The follow table shows all the Ansible inventory group names you can use as hosts values in your playbook and template. Those values are pre-populated in the Ansible inventory and are automatically applied with each execution.

hdfs_datanode hdfs_namenode kudu_tserver kudu hive_metastore zookeeper kafka_broker impala_catalog impala impala_statestore yarn_nodemanager yarn_resource_manager spark_history_server	These inventory groups can be used to select the host(s) that have the named services running. For example, using “host: kudu_tserver” in your playbook allows it to be executed on all hosts has kudu-tserver instance.
hdfs_datanode_reachable hdfs_namenode_reachable kudu_tserver_reachable kudu_reachable hive_metastore_reachable zookeeper_reachable kafka_broker_reachable impala_catalog_reachable impala_reachable impala_statestore_reachable yarn_nodemanager_reachable yarn_resource_manager_reachable spark_history_server_reachable	These groups can be used to select one of the reachable hosts that belong to the named service. For example: kudu has instances spreading on 3 hosts, and “hosts:kudu_reachable” will randomly return one that is reachable at the execution time.
metastore datanode master	These groups can be used to select hosts the belong to the named role.
metastore_reachable datanode_reachable master_reachable	These groups can be used to select a random host that is reachable at the execution time, from the ones with the named role.
controllerIp	This group can be used to the BigData Controller host.

In addition to these groups, you can also use the host name shown in the Hosts page to directly select a particular host for the playbook execution.

Data Log Type Appendix

The Data Log Type Appendix is run to re-generate the list of available log types for LogView.

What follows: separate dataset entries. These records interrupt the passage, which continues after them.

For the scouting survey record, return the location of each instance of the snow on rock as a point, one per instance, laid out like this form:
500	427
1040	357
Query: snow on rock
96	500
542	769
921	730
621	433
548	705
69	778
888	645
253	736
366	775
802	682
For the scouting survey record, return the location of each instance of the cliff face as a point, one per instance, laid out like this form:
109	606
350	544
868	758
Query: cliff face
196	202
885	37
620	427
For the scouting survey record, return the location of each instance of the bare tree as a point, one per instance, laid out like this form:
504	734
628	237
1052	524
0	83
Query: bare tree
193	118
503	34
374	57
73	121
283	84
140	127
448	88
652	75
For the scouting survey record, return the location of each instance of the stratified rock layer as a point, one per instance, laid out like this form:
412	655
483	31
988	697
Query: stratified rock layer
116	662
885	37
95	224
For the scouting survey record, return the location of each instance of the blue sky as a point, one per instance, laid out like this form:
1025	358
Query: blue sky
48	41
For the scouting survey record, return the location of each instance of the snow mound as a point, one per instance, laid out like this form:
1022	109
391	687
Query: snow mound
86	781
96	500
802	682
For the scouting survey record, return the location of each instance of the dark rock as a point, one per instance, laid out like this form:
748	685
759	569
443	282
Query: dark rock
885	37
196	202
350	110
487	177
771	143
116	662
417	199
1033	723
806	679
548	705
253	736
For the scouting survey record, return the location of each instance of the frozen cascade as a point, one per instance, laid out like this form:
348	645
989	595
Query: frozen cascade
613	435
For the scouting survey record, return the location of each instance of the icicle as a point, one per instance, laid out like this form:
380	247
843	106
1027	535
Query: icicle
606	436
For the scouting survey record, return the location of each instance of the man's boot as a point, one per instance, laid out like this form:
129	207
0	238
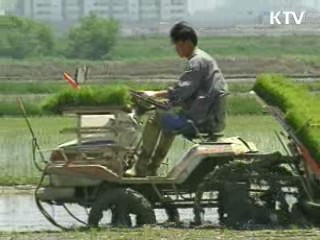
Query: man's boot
150	137
161	151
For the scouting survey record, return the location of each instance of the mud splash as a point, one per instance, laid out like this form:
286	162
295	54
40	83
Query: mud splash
18	212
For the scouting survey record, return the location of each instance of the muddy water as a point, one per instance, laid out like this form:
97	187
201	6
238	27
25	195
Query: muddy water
18	212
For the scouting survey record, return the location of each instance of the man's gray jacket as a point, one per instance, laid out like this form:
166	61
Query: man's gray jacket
200	88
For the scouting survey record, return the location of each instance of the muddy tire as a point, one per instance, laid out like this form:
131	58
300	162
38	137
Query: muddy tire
121	202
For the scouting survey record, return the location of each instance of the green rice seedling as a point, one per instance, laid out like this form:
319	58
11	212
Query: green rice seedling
88	96
301	108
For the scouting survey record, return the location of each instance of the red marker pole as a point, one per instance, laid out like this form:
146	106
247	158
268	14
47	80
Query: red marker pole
71	81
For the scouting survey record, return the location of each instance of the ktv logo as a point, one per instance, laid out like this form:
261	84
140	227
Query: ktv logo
289	17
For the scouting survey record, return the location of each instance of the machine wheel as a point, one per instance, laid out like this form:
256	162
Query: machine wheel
121	202
236	208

This is a resource intensive operation. Run this only if the available log types sidebar of LogView is not working properly.

Docker System Prune

The Docker System Prune template is run to remove all unused docker containers, networks, and images (both dangling and unreferenced) to clear disk space.

Facet Formation Manual Run

The Facet Formation Manual Run enables you to manually run a facet formation. Run this job only when the FortiView query performance is exceptionally slow.

First, select a storage pool, and then select the time to do facet formation. You can choose between starting the facet formation from the beginning, or from a specific time.

HDFS Safemode Leave

The HDFS Safemode Leave template enables you to leave the HDFS safe mode from an unexpected shutdown.

Hive Metastore Backup

The Hive Metastore Backup template creates a backup of the data in Hive Metastore and saves it to an HDFS location.

Hive Metastore Restore

The Hive Metastore Restore template restores the data in Hive Metastore from an HDFS location.

Kafka Deep Clean

The Kafka Deep Clean template deep cleans Kafka topics and reinstalls Kafka (see How to recover from an unhealthy service status).

Kafka Rebalance

The Kafka Rebalance template rebalances the data load across the hosts. This is useful for when a Kafka node is decommissioned or when a new Kafka node joins or leaves the cluster. It includes replica leadership rebalance and partition rebalance. For more information, see Scaling FortiAnalyzer-BigData.

NTP Sync

The NTP Sync template performs a manual NTP time sync on all the BigData hosts. Run this job when Kudu time synchronization is unsynced (see How to recover from an unhealthy service status).

Purge Data Pipeline

This job resets the watermark and performs a clean restart of the pipeline.

Any unprocessed data will be lost (see How to recover from an unhealthy service status).